For this sport, we happily make non-traditional sacrifices, for example: a normal high school life, opting instead to travel to the coldest frozen crevices in North America in order to chase a dream of one day making it to the next level. For some that dream may come true, playing juniors, a college scholarship, an NHL contract, maybe even a Stanley cup. For many of us that dream might have passed but it will never fade!
“Ask any retired player, pro or not, what they miss most about the game. 99% of the time the answer will be the locker, the boys (or girls)…”
With such a deep-rooted love for this sport, we often forget that hockey is something we do, not who we are. It is easy to become deeply integrated within this hockey culture. Reserved, soft spoken, polite, hockey players, in my book, are undoubtedly some of the most welcoming athletes. The more we dive into this culture, the more we begin to abide by the unwritten rules and laws that govern this sport. We are known for being the toughest sport in the world! Telling a hockey player that hockey isn’t the toughest sport in the world, is like a 4th line grinder chirping the best player in the league, it wouldn’t make sense to any of us.
Stepping out of that hockey player mindset in our every day lives can be challenging. We carry our sport as if it were a badge of honor and have to openly admit we enjoy hearing people talk about how tough and exciting hockey is. We often become so wrapped in that identity that when it comes time to unlace the skates and step back into the real world, we forget to let go of the tough hockey player mentality.
“Tough people don’t show emotion, let alone talk about it”
Yes, hockey is a tough sport, we are tough for playing hockey, but when we are not playing hockey let’s not forget that we are human. Let’s not forget that playing hockey doesn’t make us immune to the wear and tear of every day life. Life can be challenging and sometimes those challenges turn into a mental and emotional war within ourselves.
True toughness lies within the ability to be brutally honest with yourself while finding a way to work through the discomfort in life. It is the ability to encourage each other to get better not only on the ice but off the ice as well!
20 years of playing hockey and I can now openly admit that there were times I was struggling and should have asked for help. I can now openly admit I have played, currently play with, and will continue to play with players that are going through incredibly tough times and could use help.
We all started playing hockey because it was fun and we loved the game! That love of the game made us feel something inside that nothing else on this planet could.

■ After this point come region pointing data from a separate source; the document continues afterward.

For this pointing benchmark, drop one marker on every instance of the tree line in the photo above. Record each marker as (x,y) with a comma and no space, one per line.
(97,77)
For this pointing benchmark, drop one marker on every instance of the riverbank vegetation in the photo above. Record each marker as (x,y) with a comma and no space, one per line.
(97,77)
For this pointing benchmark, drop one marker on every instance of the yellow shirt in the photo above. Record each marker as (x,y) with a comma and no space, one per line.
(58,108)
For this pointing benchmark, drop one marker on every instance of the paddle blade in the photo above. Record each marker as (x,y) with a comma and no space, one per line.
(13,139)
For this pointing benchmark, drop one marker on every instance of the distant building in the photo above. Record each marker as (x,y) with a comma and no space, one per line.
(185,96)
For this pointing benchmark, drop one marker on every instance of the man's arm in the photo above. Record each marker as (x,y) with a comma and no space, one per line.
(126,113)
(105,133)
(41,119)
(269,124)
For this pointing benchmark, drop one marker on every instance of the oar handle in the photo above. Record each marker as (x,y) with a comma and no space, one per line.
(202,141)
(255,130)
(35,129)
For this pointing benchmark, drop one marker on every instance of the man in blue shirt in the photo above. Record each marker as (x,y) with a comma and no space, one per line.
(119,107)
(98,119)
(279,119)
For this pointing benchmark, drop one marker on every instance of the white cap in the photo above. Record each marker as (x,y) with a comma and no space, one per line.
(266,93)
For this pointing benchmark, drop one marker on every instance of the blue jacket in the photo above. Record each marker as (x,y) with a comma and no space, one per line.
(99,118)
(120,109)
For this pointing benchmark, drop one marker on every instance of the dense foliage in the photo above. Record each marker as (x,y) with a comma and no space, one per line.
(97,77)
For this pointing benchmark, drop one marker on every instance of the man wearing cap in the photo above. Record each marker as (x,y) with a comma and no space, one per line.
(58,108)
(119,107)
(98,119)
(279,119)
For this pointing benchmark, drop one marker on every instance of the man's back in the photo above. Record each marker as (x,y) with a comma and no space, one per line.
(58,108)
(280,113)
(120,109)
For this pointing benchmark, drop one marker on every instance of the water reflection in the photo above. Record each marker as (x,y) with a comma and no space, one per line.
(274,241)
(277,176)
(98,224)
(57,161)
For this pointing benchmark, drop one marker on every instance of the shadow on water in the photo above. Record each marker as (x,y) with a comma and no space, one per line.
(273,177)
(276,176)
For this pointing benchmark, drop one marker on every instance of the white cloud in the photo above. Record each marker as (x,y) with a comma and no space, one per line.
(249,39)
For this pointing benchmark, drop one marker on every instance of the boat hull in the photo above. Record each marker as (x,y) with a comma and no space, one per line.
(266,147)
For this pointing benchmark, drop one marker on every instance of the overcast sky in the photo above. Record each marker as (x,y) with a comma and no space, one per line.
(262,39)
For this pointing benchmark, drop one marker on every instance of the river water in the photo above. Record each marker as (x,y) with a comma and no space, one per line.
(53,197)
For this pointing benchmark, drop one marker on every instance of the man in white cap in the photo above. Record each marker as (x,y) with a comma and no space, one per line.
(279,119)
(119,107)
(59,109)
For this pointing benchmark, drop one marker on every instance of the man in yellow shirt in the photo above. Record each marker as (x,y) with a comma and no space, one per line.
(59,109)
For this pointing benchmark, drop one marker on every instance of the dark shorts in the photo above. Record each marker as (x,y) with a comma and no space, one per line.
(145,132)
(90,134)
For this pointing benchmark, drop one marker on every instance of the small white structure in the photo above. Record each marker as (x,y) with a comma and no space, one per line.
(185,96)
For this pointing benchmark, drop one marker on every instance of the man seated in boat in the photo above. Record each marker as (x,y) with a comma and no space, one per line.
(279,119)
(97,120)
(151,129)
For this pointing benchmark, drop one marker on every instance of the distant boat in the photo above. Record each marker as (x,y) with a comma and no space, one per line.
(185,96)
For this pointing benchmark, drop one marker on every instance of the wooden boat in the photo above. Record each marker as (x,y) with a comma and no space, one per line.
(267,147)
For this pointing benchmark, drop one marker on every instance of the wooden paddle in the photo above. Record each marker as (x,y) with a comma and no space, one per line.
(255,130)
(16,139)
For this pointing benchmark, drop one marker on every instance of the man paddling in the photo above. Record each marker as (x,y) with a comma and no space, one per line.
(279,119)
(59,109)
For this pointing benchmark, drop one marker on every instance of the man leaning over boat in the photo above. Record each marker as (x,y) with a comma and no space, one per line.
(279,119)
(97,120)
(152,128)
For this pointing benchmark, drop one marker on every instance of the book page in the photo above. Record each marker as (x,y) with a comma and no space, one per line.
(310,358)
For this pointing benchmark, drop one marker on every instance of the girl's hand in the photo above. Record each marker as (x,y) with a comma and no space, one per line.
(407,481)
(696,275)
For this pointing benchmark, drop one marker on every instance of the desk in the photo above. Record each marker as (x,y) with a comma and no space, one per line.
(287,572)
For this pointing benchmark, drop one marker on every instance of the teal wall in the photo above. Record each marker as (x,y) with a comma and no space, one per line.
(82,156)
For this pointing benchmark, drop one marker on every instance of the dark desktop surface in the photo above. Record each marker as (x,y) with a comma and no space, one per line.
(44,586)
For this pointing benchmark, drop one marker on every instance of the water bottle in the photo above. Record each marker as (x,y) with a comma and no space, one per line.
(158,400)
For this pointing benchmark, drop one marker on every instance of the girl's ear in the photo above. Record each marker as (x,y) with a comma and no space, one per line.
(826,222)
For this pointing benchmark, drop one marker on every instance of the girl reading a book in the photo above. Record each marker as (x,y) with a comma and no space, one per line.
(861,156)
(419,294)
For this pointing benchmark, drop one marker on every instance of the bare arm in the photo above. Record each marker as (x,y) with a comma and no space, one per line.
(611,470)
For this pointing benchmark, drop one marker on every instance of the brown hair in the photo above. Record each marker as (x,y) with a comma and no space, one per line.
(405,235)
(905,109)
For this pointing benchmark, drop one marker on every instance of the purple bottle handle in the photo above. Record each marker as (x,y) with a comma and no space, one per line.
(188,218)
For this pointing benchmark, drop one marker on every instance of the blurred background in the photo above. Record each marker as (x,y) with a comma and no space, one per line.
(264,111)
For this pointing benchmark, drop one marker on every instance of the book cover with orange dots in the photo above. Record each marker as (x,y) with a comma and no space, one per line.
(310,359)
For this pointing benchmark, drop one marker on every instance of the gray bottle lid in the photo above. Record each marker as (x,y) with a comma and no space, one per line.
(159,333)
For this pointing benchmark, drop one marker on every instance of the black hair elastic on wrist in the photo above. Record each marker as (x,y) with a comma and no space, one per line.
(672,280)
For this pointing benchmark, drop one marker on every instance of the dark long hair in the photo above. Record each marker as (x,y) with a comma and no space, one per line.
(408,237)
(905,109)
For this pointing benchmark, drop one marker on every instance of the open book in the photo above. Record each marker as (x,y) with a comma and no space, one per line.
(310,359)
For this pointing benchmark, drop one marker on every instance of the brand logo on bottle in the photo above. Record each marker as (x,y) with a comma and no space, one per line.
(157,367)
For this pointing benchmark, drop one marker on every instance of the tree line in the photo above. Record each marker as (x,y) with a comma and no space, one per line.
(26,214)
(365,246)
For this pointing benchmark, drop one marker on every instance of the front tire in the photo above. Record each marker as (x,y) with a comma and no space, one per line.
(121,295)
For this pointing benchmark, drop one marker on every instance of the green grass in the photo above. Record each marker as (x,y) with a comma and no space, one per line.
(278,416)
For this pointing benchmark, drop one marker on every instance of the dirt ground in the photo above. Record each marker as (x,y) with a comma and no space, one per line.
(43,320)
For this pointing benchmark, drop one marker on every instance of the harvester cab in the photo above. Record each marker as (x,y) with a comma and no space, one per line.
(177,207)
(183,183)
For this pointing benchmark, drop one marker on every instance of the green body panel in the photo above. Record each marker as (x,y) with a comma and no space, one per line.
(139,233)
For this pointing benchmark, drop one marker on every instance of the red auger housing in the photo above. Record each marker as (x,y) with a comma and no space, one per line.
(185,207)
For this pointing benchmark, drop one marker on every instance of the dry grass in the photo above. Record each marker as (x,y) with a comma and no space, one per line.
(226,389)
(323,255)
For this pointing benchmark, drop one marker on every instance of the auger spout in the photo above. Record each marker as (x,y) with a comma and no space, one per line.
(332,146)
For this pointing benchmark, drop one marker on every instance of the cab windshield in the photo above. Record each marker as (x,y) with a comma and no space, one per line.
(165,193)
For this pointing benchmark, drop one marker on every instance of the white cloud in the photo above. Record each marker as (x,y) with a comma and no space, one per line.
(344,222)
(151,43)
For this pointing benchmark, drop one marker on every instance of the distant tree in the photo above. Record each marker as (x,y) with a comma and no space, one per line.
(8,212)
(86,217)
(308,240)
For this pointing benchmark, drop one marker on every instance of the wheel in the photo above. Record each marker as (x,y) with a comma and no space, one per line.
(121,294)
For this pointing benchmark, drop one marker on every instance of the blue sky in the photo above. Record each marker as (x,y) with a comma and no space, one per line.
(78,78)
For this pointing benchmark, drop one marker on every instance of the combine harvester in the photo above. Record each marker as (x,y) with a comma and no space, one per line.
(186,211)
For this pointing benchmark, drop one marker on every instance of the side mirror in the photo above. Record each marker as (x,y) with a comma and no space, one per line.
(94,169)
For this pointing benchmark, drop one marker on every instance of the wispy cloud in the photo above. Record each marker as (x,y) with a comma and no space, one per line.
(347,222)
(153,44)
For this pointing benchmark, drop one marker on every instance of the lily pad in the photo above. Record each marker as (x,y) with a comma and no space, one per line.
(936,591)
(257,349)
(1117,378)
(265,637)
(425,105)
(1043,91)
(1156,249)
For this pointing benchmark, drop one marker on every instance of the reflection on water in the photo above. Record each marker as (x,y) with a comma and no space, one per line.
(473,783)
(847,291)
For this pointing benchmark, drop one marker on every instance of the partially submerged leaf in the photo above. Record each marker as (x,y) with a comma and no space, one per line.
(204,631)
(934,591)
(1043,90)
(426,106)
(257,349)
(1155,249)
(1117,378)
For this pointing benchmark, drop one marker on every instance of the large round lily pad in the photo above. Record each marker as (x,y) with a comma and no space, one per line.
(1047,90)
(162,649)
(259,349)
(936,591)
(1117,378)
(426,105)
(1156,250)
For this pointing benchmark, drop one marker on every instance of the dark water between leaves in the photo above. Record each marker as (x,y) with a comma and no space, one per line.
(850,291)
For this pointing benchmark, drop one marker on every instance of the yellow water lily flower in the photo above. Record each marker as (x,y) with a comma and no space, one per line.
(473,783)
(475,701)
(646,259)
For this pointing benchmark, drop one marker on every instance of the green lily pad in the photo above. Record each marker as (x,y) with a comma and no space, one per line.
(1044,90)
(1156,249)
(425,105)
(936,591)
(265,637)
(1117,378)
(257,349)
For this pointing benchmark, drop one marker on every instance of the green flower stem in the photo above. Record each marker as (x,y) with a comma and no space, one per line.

For many of us, that love of the game has led us to travel the world, meet our best friend, earn a college education, give us invaluable experience, and for many, it brought family. Allow hockey to be what it has been and always will be, a beautiful relationship between you and your love of the game. If you find yourself struggling off the ice at any point specifically with your mental and emotional health, do not be intimidated to ask for help. If you can’t do it for yourself, then do it for the love of the game and the future generations looking up to.